Rita Luk <[email protected]> is a SAS user needing to use Stata. She wants to
create a dataset of tabulations, such as
OBS NAME1 VALUE1 NAME2 VALUE2 COUNT PERCENT1 PERCENT2
1 sex female . . 50 0.25 .
2 sex male . . 150 0.75 .
3 sex female age old 25 0.50 0.33
4 sex female age young 25 0.50 0.20
5 sex male age old 50 0.33 0.67
6 sex male age young 100 0.67 0.80
about which she writes,
> [...] this dataset would result from running two different tabulations. The
> first two observations [...] come from a single variable tabulation of sex.
> The subsequent 4 observations (3-6) [... result ...] from a cross
> tabulation of the dichotomous variables age and sex.
She adds,
> In stata by using [...an inventive but convoluted procedure...] I can get
> the percents, and with a little data manipulation the counts and names, but
> I cannot get the values [...] There must be a quicker way.
Problem is, Rita is still thinking SAS while using Stata.

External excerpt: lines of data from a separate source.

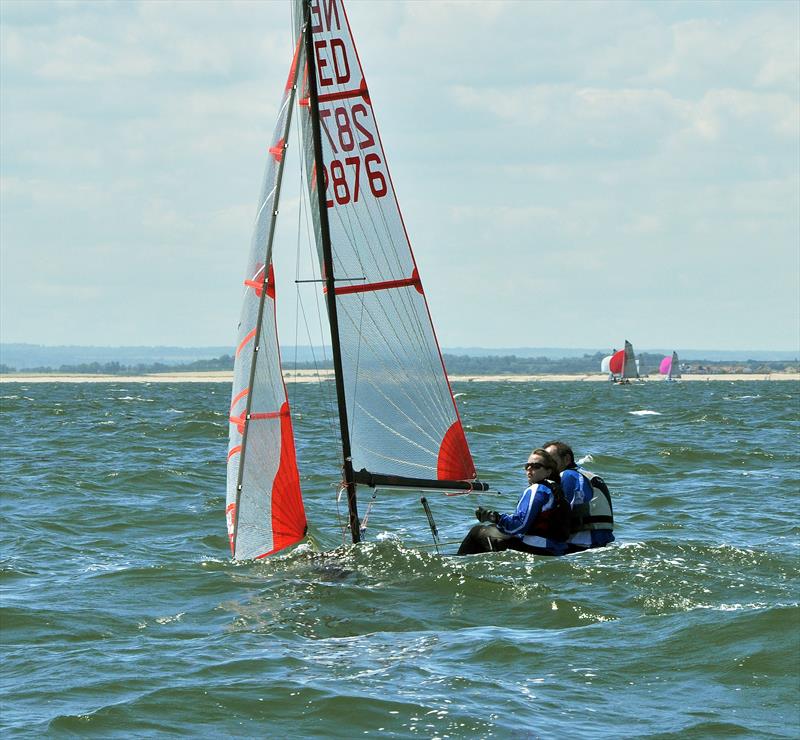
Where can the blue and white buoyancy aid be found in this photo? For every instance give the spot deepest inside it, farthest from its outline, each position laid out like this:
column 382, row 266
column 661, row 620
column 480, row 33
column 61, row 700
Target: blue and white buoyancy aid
column 592, row 512
column 532, row 519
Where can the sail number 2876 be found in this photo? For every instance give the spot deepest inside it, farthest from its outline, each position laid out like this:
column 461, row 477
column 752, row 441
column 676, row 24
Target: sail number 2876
column 345, row 172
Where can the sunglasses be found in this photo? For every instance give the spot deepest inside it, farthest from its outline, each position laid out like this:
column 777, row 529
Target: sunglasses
column 534, row 466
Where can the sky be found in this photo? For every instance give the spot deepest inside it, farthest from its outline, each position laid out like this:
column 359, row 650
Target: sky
column 571, row 174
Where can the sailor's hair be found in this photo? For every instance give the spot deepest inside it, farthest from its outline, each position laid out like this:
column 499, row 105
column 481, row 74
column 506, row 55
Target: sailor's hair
column 563, row 450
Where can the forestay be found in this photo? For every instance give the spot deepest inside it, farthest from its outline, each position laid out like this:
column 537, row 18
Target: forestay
column 264, row 507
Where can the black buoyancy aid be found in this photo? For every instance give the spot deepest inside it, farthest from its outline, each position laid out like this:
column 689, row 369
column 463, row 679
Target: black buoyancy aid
column 553, row 523
column 598, row 513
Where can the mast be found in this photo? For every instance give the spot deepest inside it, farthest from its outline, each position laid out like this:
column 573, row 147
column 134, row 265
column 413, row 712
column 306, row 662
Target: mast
column 327, row 260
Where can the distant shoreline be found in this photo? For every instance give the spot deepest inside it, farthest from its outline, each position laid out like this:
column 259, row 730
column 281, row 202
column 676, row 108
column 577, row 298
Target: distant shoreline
column 311, row 376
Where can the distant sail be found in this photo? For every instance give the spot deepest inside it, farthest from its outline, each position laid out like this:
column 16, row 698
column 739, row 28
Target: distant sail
column 616, row 362
column 401, row 416
column 264, row 507
column 630, row 369
column 670, row 367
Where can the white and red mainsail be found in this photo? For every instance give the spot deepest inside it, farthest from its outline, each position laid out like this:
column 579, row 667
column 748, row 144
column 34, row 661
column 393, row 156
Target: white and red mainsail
column 398, row 419
column 623, row 363
column 401, row 418
column 264, row 508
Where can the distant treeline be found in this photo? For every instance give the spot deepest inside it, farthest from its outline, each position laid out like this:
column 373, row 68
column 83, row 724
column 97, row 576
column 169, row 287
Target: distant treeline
column 588, row 364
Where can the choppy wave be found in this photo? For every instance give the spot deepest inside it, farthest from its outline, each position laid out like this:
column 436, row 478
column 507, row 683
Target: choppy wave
column 123, row 615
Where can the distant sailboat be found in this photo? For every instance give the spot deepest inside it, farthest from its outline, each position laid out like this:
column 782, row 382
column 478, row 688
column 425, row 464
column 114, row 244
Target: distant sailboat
column 622, row 365
column 398, row 421
column 670, row 367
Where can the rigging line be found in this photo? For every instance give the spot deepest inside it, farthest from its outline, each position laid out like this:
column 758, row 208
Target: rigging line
column 326, row 391
column 433, row 453
column 407, row 381
column 424, row 337
column 305, row 217
column 410, row 390
column 430, row 469
column 263, row 205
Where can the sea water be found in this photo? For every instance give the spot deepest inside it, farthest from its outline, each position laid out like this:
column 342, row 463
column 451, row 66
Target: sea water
column 123, row 615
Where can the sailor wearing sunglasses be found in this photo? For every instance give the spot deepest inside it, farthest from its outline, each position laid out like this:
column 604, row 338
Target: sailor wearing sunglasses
column 539, row 524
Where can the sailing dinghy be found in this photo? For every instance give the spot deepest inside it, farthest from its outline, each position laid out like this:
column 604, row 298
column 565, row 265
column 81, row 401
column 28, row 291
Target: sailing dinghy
column 670, row 367
column 398, row 421
column 623, row 366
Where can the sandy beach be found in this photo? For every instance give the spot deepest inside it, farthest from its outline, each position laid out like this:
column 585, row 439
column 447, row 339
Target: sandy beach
column 312, row 376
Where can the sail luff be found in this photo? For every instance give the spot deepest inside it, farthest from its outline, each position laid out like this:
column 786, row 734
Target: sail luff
column 329, row 277
column 263, row 288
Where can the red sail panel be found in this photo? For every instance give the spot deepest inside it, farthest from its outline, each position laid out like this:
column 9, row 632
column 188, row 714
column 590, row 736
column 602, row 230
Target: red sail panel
column 455, row 462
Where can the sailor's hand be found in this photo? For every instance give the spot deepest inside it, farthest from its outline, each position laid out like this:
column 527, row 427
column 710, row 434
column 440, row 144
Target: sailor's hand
column 485, row 515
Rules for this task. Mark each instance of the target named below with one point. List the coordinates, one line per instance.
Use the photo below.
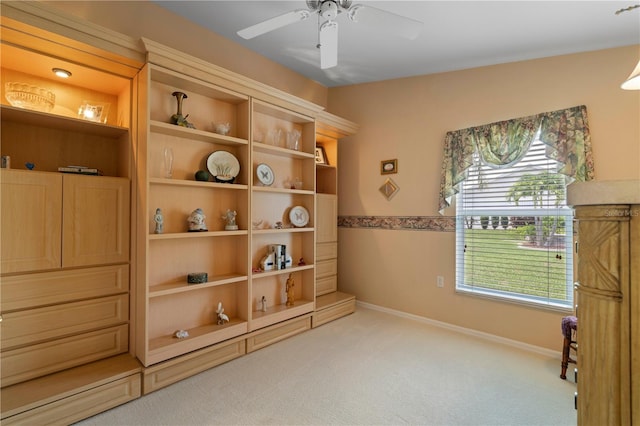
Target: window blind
(514, 231)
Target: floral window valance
(564, 132)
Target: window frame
(465, 288)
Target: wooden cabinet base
(332, 306)
(277, 332)
(73, 394)
(171, 371)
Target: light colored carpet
(369, 368)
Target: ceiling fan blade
(388, 21)
(328, 45)
(274, 23)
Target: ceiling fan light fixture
(633, 82)
(329, 10)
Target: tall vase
(178, 118)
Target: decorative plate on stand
(299, 216)
(265, 174)
(223, 166)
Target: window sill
(521, 301)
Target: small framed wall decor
(321, 155)
(388, 167)
(389, 188)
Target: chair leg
(565, 357)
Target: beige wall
(407, 119)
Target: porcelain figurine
(289, 287)
(230, 217)
(223, 128)
(222, 317)
(196, 221)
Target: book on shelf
(80, 170)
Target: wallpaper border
(400, 223)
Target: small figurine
(159, 220)
(181, 334)
(222, 318)
(230, 217)
(289, 286)
(223, 128)
(196, 221)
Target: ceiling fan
(328, 11)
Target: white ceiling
(456, 34)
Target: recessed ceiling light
(62, 73)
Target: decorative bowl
(31, 97)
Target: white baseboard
(486, 336)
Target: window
(514, 231)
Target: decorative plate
(265, 174)
(299, 216)
(223, 166)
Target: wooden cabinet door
(31, 217)
(326, 218)
(96, 220)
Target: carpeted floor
(370, 368)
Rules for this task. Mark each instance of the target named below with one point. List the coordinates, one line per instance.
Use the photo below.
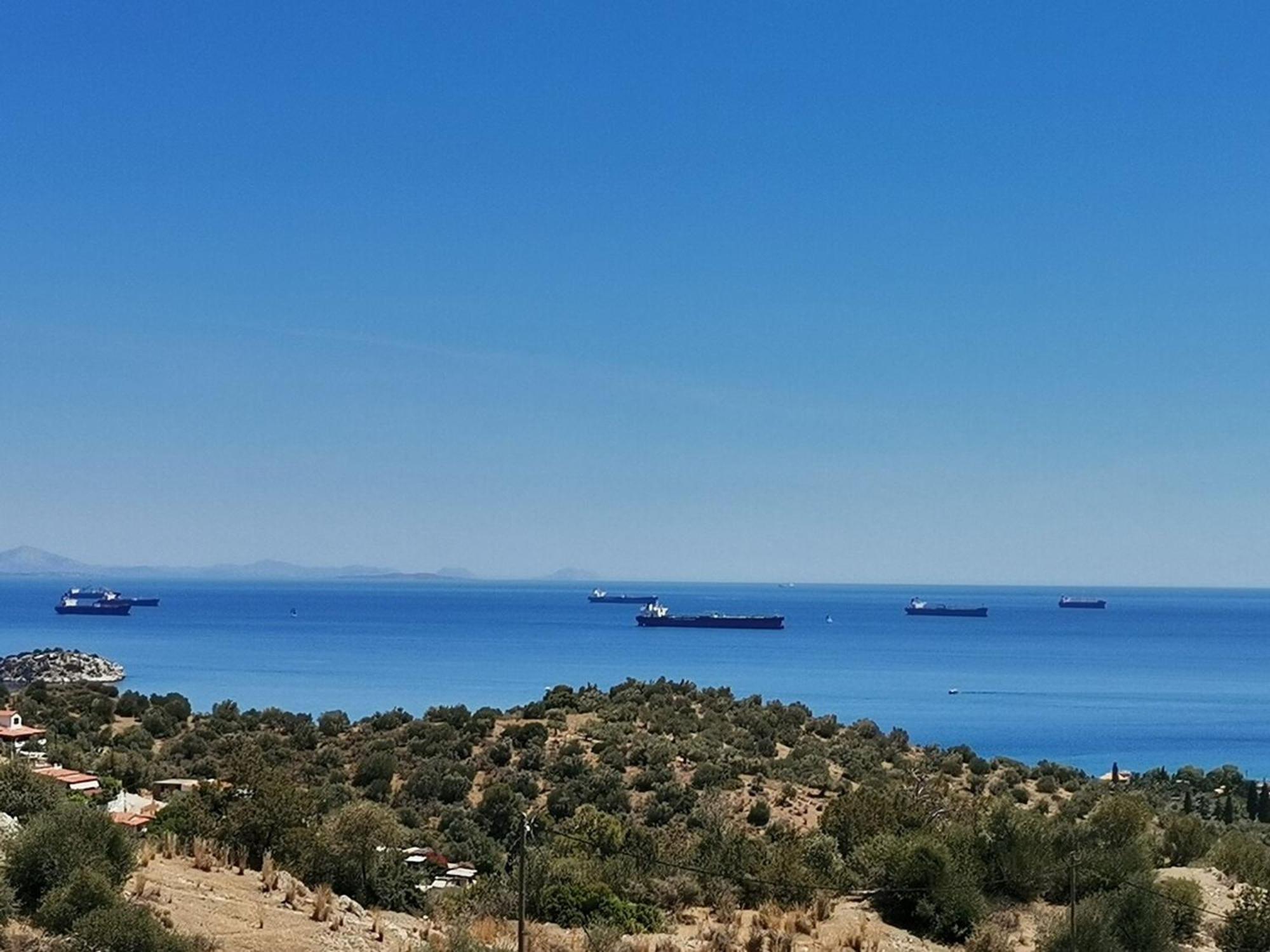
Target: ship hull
(712, 621)
(951, 612)
(92, 610)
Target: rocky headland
(57, 666)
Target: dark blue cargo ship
(660, 618)
(1069, 602)
(601, 596)
(920, 607)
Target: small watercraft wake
(601, 596)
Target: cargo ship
(1069, 602)
(601, 596)
(109, 596)
(920, 607)
(657, 616)
(101, 606)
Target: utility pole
(520, 916)
(1071, 903)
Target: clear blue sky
(853, 293)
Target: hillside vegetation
(652, 799)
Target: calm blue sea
(1161, 677)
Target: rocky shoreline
(57, 666)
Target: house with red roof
(16, 736)
(70, 780)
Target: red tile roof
(63, 776)
(21, 733)
(135, 821)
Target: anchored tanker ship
(920, 607)
(656, 616)
(1069, 602)
(601, 596)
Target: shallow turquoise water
(1161, 677)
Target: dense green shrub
(1113, 843)
(23, 794)
(1187, 838)
(1141, 918)
(59, 842)
(1020, 852)
(1243, 856)
(582, 904)
(926, 883)
(126, 929)
(1094, 931)
(83, 892)
(1186, 902)
(1248, 926)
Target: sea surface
(1161, 677)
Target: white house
(16, 736)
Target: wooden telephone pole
(520, 915)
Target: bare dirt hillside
(236, 911)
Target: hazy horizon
(972, 295)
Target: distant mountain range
(29, 560)
(571, 574)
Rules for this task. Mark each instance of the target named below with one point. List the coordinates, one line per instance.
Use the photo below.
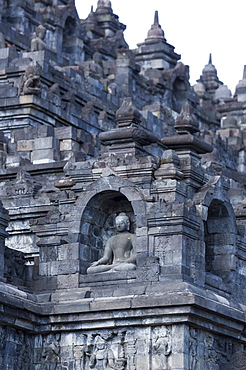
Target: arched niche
(98, 224)
(219, 238)
(69, 36)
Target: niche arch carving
(218, 233)
(99, 204)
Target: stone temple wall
(92, 132)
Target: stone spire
(209, 77)
(104, 6)
(156, 32)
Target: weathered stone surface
(89, 130)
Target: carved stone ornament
(30, 82)
(23, 185)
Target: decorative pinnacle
(156, 18)
(103, 5)
(127, 114)
(156, 32)
(186, 122)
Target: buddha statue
(120, 250)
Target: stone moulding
(186, 142)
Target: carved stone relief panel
(16, 349)
(161, 348)
(208, 351)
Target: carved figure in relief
(162, 348)
(193, 348)
(37, 43)
(50, 352)
(103, 358)
(120, 250)
(210, 355)
(30, 82)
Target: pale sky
(194, 27)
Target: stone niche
(98, 224)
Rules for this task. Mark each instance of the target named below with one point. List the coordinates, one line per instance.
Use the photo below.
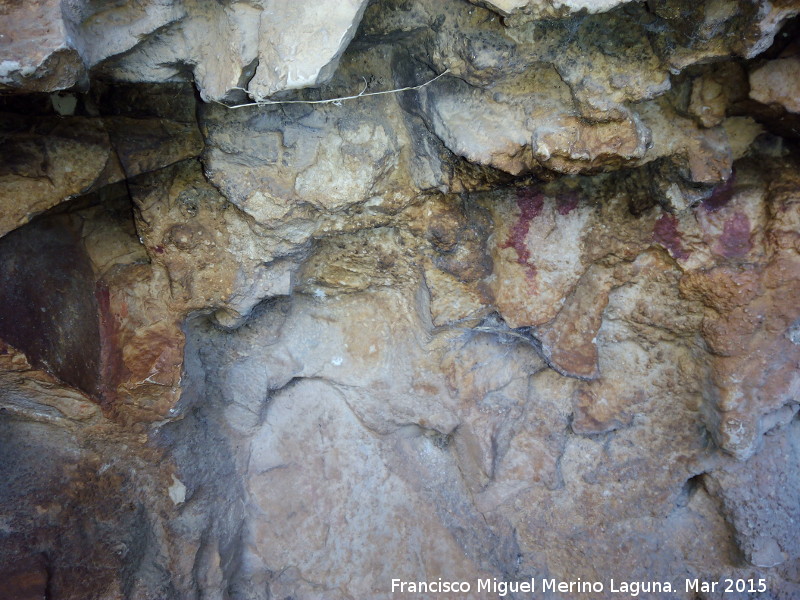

Introduction, one-way tabulations
---------------------------------
To obtain a dataset containing the results of a one-way tabulation, here
is one recipe:
. sort <varname>
. by <varname>: gen count = _N
. by <varname>: keep if _n==_N
. keep <varname> count
Let's try it with the auto data:
. sysuse auto, clear
(1978 Automobile Data)
. sort rep78
. by rep78: gen count=_N
. by rep78: keep if _n==_N
(68 observations deleted)
. keep rep78 count
. list
rep78 count
1. 1 2
2. 2 8
3. 3 30
4. 4 18
5. 5 11
6. . 5
Note that we got the missing value. If we did not want that, we could
now type
. drop if missing(rep78)
We also do not have the percent. That's easy enough to get:
. gen sum = sum(count)
. gen percent = count/sum[_N]
Doing that with the dataset above (and leaving in the missings), we would
get:
. list
rep78 count sum percent
1. 1 2 2 .027027
2. 2 8 10 .1081081
3. 3 30 40 .4054054
4. 4 18 58 .2432432
5. 5 11 69 .1486486
6. . 5 74 .0675676
If we did not want variable sum, we could drop it by typing
. drop sum
So the entire solution is
. sort <varname>
. by <varname>: gen count = _N
. by <varname>: keep if _n==_N
. keep <varname> count
. gen sum = sum(count)
. generate percent = count/sum[_N]
. drop sum
Introduction, two-way tabulations
---------------------------------
Obtaining two-way tabulations is no more difficult that one-way tabulations:
. sort <varname1> <varname2>
. by <varname1> <varname2>: gen count = _N
. by <varname1> <varname2>: keep if _n==_N
. keep <varname1> <varname2> count
The solution is the same, we just -sort- and -by- on more variables. Getting
the two percentages is a little more work then in the one-way case:
. by <varname1>: gen sum = sum(count)
. by <varname1>: gen percent1 = count/sum[_N]
. drop sum
. sort <varname2>
. by <varname2>: gen sum = sum(count)
. by <varname2>: gen percent2 = count/sum[_N]
. drop sum
I follow the above procedure using the auto data, substituting rep78 for
<varname1> and foreign for <varname2>. Before listing the data, I
-sort rep78 foreign-:
. list, clean
rep78 foreign count percent1 percent2
1. 1 Domestic 2 1 .0384615
2. 2 Domestic 8 1 .1538462
3. 3 Domestic 27 .9 .5192308
4. 3 Foreign 3 .1 .1363636
5. 4 Domestic 9 .5 .1730769
6. 4 Foreign 9 .5 .4090909
7. 5 Domestic 2 .1818182 .0384615
8. 5 Foreign 9 .8181818 .4090909
9. . Domestic 4 .8 .0769231
10. . Foreign 1 .2 .0454545
Combining results
-----------------
We now need to rename and append to get the results in the form Rita wants.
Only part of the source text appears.